Why does this invariant become false?

Question

In reading accelerated c++ I was confused by the explanation given for why the invariant becomes false (see code below):

The invariant is defined by the author (in this case) as:

The invariant for our while is that we have written r rows of output so far. When we define r, we give it an initial value of 0. At this point, we haven't written anything at all. Setting r to 0 obviously makes the invariant true, so we have met the first requirement.

// invariant: we have written r rows so far
int r = 0;

// setting r to 0 makes the invariant true
while (r != rows) {
    // we can assume that the invariant is true here

    // writing a row of output makes the invariant false <- WHY?
    std::cout << std::endl;

    // incrementing r makes the invariant true again
    ++r;
}   
// we can conclude that the invariant is true here

Then later explains...

Writing a row of output causes the invariant to become false, because r is no longer the number of rows we have written

Given the definition i can't form a connection between the two.

Why does the invariant become false when a row of output is writing?

Answer 1

r is defined to be the number of rows that have been printed. Therefore, the invariant is true only when

r == number of rows that have been printed

Between when you print a row and when you increment r to update the number of rows printed so far, that invariant is not true.

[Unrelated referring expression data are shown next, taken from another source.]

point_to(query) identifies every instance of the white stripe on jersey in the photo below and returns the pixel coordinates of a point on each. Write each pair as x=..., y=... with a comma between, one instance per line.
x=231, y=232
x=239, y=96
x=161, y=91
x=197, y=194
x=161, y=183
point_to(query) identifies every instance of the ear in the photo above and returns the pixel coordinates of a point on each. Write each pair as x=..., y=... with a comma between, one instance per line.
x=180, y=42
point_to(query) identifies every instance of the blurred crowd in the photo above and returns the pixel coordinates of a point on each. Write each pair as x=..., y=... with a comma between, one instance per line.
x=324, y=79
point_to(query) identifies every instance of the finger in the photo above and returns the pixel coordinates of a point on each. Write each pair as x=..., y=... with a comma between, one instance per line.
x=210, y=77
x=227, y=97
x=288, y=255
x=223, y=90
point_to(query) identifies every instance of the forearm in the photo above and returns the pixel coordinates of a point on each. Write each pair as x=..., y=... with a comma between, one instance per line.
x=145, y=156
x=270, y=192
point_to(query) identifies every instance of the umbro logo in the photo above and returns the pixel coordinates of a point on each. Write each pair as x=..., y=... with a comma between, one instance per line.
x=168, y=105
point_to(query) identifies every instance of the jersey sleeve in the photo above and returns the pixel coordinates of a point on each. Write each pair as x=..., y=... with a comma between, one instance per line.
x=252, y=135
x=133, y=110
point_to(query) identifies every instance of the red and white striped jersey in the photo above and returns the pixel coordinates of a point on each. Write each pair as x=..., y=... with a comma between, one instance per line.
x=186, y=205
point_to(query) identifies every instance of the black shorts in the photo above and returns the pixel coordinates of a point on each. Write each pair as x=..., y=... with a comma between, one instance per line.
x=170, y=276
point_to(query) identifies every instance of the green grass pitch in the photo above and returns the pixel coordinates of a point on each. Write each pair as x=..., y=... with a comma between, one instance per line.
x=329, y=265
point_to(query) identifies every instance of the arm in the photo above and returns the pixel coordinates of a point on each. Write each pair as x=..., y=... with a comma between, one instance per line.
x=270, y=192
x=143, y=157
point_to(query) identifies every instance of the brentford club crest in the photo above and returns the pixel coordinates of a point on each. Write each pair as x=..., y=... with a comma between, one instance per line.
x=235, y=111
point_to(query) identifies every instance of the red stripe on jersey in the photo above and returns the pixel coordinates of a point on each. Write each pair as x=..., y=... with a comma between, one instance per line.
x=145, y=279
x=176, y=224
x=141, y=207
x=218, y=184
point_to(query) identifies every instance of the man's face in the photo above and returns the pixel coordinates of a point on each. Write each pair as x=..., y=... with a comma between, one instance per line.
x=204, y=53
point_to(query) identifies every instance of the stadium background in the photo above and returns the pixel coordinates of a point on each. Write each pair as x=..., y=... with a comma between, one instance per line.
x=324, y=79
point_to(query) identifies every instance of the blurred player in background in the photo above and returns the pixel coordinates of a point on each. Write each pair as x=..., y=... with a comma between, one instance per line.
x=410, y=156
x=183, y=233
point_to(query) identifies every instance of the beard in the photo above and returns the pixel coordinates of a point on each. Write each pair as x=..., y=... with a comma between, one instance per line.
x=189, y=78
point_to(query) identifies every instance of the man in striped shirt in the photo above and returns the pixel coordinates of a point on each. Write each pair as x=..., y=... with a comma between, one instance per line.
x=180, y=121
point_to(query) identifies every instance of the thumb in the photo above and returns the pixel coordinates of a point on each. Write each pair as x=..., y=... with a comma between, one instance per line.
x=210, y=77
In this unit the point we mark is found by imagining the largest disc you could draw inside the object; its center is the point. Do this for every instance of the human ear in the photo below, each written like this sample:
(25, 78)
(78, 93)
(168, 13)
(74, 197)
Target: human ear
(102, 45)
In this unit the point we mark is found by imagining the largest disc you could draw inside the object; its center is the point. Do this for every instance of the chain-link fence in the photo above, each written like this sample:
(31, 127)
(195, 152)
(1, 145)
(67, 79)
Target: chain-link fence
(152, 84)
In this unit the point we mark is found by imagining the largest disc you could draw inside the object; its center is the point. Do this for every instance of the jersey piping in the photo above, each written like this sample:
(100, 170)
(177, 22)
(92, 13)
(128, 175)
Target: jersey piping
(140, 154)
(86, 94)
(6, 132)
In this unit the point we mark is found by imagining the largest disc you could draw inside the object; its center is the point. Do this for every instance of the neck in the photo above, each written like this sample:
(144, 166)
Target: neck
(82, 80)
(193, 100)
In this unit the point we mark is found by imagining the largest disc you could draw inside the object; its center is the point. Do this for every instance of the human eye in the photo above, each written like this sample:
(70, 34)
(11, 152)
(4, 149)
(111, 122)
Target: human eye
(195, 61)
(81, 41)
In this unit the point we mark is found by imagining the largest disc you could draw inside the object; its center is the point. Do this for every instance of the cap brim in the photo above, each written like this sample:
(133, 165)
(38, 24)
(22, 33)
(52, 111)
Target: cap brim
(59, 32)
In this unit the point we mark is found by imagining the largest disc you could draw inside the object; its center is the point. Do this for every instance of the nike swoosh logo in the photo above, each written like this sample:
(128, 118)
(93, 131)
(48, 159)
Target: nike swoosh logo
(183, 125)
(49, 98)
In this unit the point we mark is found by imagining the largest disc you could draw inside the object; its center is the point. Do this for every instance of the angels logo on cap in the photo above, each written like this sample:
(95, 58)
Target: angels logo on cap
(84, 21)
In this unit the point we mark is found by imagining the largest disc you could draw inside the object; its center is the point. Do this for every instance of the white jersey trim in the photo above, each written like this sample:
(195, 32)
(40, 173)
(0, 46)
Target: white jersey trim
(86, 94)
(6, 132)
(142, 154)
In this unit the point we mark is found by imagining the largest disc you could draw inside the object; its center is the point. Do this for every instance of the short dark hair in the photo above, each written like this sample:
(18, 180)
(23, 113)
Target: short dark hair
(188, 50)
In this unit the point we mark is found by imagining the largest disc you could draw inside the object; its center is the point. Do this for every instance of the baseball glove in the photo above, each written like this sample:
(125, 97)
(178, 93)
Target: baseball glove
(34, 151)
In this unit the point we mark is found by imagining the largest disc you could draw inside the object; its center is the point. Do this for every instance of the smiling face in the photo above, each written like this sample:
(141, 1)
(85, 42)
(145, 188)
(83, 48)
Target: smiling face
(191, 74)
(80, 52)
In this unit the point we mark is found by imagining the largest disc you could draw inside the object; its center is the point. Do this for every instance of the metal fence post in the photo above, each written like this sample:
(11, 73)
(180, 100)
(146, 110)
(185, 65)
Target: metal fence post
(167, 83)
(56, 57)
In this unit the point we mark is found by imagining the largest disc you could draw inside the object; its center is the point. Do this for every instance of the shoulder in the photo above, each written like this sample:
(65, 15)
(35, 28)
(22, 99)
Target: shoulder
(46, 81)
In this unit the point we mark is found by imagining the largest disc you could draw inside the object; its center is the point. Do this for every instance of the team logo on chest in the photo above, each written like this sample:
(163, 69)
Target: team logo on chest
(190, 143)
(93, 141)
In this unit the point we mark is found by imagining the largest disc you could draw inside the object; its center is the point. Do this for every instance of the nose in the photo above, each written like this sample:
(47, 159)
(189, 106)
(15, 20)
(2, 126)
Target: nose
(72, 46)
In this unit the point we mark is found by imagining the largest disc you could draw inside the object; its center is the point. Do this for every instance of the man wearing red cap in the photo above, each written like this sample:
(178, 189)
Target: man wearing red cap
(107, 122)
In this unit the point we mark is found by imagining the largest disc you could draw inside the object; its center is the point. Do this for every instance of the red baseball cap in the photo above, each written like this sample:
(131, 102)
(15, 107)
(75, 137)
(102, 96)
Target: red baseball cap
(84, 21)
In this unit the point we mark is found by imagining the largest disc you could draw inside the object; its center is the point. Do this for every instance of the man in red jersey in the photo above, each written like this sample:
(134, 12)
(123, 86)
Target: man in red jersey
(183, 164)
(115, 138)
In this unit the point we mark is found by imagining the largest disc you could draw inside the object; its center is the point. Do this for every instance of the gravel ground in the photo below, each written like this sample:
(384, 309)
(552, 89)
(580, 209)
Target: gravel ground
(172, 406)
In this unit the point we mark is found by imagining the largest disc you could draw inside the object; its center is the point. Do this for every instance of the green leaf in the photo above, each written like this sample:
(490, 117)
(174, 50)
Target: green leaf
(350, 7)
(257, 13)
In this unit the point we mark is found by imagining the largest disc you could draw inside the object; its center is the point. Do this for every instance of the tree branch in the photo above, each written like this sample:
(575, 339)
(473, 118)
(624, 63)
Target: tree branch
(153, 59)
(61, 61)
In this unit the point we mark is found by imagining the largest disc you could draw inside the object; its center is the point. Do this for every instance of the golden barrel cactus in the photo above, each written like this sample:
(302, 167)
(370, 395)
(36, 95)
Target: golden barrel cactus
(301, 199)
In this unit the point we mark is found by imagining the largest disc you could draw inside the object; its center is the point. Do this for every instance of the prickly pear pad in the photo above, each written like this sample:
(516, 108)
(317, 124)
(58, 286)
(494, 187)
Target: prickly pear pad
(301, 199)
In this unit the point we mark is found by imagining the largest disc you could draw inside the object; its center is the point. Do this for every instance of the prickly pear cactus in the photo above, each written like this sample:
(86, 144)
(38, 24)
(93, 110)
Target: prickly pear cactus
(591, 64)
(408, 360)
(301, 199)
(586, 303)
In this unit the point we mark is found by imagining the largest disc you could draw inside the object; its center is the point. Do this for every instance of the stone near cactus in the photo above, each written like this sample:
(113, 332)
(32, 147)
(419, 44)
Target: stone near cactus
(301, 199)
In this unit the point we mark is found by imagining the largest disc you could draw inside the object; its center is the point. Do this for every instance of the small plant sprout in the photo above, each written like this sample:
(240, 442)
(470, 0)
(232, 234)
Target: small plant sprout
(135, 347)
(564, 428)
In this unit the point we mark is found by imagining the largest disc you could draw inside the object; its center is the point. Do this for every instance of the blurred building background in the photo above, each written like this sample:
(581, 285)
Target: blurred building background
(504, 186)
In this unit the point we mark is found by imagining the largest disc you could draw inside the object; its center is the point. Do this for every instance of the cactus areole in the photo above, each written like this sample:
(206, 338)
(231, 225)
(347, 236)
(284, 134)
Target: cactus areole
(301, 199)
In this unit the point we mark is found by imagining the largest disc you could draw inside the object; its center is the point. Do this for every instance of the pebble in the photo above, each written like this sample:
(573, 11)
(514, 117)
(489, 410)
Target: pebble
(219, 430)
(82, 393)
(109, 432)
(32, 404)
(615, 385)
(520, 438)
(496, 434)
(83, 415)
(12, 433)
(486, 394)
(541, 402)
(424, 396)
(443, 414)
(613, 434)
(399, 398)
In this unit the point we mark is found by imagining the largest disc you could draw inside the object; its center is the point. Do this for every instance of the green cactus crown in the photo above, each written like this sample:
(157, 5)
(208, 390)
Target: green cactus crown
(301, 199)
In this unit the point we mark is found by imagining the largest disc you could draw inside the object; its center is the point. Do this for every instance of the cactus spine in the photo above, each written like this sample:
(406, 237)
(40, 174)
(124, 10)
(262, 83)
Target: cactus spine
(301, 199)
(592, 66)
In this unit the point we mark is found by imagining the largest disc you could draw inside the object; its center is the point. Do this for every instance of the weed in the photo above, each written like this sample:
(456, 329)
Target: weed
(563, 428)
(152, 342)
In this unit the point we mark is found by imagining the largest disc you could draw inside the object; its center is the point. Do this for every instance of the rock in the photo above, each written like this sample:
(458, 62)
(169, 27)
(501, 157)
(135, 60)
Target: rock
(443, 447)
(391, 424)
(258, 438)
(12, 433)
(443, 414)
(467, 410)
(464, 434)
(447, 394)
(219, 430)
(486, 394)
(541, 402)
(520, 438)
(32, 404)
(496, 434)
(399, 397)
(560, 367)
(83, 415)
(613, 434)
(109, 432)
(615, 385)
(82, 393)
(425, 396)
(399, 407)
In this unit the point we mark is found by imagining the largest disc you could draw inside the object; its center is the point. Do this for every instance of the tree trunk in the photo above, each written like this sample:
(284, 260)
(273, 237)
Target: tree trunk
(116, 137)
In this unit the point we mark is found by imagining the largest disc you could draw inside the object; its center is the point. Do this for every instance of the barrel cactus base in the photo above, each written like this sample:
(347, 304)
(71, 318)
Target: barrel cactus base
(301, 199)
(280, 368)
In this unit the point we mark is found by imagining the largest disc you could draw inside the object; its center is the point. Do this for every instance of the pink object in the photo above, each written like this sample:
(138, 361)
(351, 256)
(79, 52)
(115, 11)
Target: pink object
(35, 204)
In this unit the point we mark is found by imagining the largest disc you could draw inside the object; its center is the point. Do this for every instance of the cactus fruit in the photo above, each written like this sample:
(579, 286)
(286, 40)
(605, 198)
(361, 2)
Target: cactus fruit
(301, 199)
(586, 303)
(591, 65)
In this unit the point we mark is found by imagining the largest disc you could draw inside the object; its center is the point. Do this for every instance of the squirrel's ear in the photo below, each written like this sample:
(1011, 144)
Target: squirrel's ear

r is equal to some number (say, n), and the "number of rows that have been printed" is one larger than that number (n + 1), because of the row you just printed. Therefore, the invariant is not true because n != n + 1.

Answer 2

we have written r rows of output so far

r starts as 0, and at the point where the cout is r is still 0. The cout has written 1 line but r is 0. Therefore the invariant is temporarilly false because if you plug in the value of r into the statement above, it is untrue that "we have written out 0 rows of output so far".

Incrementing r causes the invariant to become true again.